WHAT I want to see is what’s on offer, what it costs, some relevant information about the ingredients and (for the sake of readers with allergies/intolerances) whether special dietary requirements are catered for.

What I don’t want to see is how many calories are involved. Yet that is what is on the cards if plans go ahead to force pubs, restaurants, cafes etc to display the calorific content of the food they are serving.

All in the name of tackling the national obesity epidemic, it seems a reasonable suggestion on paper. But it’s not. While large chains such as Wetherspoons, McDonald’s, Tesco etc serve food very much to a set formula – and can therefore calculate with accuracy their caloric content – such a move will cause no end of problems for small independent food providers. Take a chippie, for example.
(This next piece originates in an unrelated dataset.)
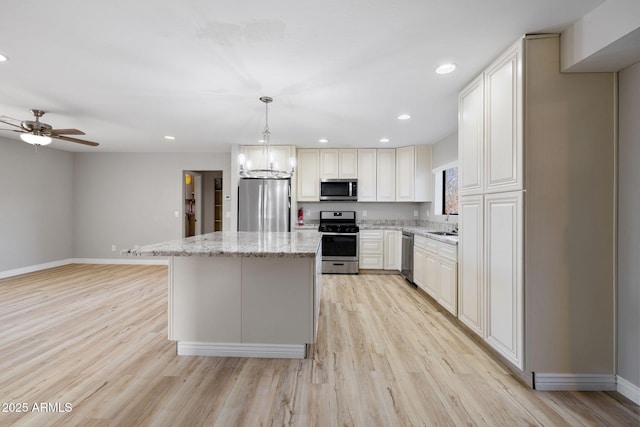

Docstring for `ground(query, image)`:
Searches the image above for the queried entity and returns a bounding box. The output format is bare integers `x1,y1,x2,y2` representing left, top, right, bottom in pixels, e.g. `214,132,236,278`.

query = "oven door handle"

There’s no way of being precise on calories for most chip shops, because not every piece of fish is a standard size – and some servers are more generous with the doling out of chips than others.

Depending on the size of fish and the mood of the chip shoveller, I reckon there could be a good 200 calories difference either way.

I’ve always found details of calories on menus to be a curiously joyless addition to the eating out experience.

And that is what makes this proposal so pointless. Obesity starts in the home. It’s down to the consumption of gallons of sugary drinks, of crisps, biscuits, fry-ups and processed rubbish – all of which comes with details of calories on their labels.

People addicted to sugar (which is what’s at the heart of the British obesity problem) aren’t put off consuming their fix of choice, even when the number of calories is there on bold display.

Most people eat out relatively occasionally: no one gets obese by going out for a bar meal a couple of times a month – or even once a week. Adding another layer of red tape to the already heavily regulated industry of food production will serve little if any purpose in the quest to stop us becoming a nation of Billy and Bessie Bunters.

Ultimately, it comes down to common sense.

Surely we’re grown up enough to accept that we are responsible for our own bodies.

That if we get fat, it’s our own fault.

It is not the responsibility of our pubs and restaurants. Give them – and us – a break.